Nevertheless, there are also a limited number of words that at first glance appear to contradict the general rules of stress and syllable structure, because they carry their word stress on their antepenultimate syllable. A closer look, however, reveals that these apparent exceptions are compound structures consisting of more than one word, which also display further peculiarities: the word stress rests on their first component, while compounds which emerged from syntagmata via the process of univerbation always bear their word stress on the last (i.e. usually the second) component. The origin and the significance of those peculiar compounds have not been investigated in detail, although they sometimes served as cornerstones for far-reaching theories and reconstructions of the development of the Egyptian language.

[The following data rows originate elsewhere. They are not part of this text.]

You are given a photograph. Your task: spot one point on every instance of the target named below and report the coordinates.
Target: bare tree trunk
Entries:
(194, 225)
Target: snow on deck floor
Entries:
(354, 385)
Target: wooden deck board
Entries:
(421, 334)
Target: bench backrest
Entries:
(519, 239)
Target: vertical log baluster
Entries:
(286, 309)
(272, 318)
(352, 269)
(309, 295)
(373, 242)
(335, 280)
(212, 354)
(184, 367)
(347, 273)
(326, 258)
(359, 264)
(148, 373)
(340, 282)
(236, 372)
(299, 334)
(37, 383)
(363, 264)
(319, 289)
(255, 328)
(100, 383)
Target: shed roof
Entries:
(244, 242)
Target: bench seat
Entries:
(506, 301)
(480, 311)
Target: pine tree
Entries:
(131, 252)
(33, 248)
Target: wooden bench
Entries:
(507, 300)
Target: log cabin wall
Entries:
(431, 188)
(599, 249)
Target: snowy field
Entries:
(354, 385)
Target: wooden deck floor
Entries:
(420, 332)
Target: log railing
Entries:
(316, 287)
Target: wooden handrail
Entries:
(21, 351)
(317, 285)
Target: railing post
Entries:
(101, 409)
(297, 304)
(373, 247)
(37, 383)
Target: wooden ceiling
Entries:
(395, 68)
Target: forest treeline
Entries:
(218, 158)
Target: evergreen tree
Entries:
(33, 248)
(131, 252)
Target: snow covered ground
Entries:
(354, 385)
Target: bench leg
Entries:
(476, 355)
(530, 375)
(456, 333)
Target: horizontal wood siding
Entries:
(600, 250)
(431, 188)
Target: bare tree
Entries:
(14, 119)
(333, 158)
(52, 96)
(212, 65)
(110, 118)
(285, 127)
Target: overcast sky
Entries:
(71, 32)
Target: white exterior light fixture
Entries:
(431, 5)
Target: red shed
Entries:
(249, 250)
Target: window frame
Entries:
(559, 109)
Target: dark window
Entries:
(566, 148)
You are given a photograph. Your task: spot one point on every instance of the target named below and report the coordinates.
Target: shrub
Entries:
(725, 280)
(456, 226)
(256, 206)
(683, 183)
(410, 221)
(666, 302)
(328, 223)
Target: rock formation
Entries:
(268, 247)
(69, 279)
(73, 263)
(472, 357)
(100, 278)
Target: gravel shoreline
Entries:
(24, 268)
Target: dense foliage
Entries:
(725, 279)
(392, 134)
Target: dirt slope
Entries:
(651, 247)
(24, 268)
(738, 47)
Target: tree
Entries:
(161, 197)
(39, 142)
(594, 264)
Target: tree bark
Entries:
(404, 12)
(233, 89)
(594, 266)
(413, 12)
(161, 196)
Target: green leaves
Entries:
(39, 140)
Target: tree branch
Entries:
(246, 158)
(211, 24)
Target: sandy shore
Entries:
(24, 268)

Further evaluation and in-depth analysis of this phenomenon remains a desideratum that shall be addressed in this project. For that purpose, a comprehensive collection of compound structures will be assembled in cooperation with the (traditionally so-called) “Berliner Wörterbuch”, a research project of the Berlin-Brandenburg Academy of Sciences and Humanities entitled “Structure and Transformation in the Vocabulary of the Egyptian Language: Texts and Knowledge in the Culture of Ancient Egypt”, and the “Chicago Demotic Dictionary” of the Oriental Institute of the University of Chicago. All compounds collected shall thenntly be categorised in order to differentiate between proper compounds (nomina composita) and improper compounds, which are the result of phrases and syntagmata having merged into a single word (iuxtaposita).
Furthermore, the evaluation of the constituting elements of these compound structures with respect to their morphology and semantics will provide insights into the processes of lexicalisation, semantic change and, in the case of proper compounds, the generation of meaning via processes of word formation (composition and derivation). The methodology of this analysis will be based on the model of Indo-European Studies, which will augment and improve the current methodological repertoire of Egyptological linguistic studies. Finally, the position of proper and improper compounds within the system of Egyptian noun formation and their significance for the assessment of the diachronic development of the Egyptian language shall be determined.
Consequently, Egyptian compounds, which too long have been overlooked, will allow for a critical review of the current state of research on the system of Egyptian noun formation, and they will furthermore help to get a step closer towards the reconstruction of what the language of one of the most ancient civilisations could have sounded like.
Since all proper compounds were formed in the third millennium BC or earlier and since most of them denote key concepts of Egyptian royal ideology, religion and elite-culture, this allows for a unique glimpse onto the Egyptian mindset at the genesis of Egypt as we know it.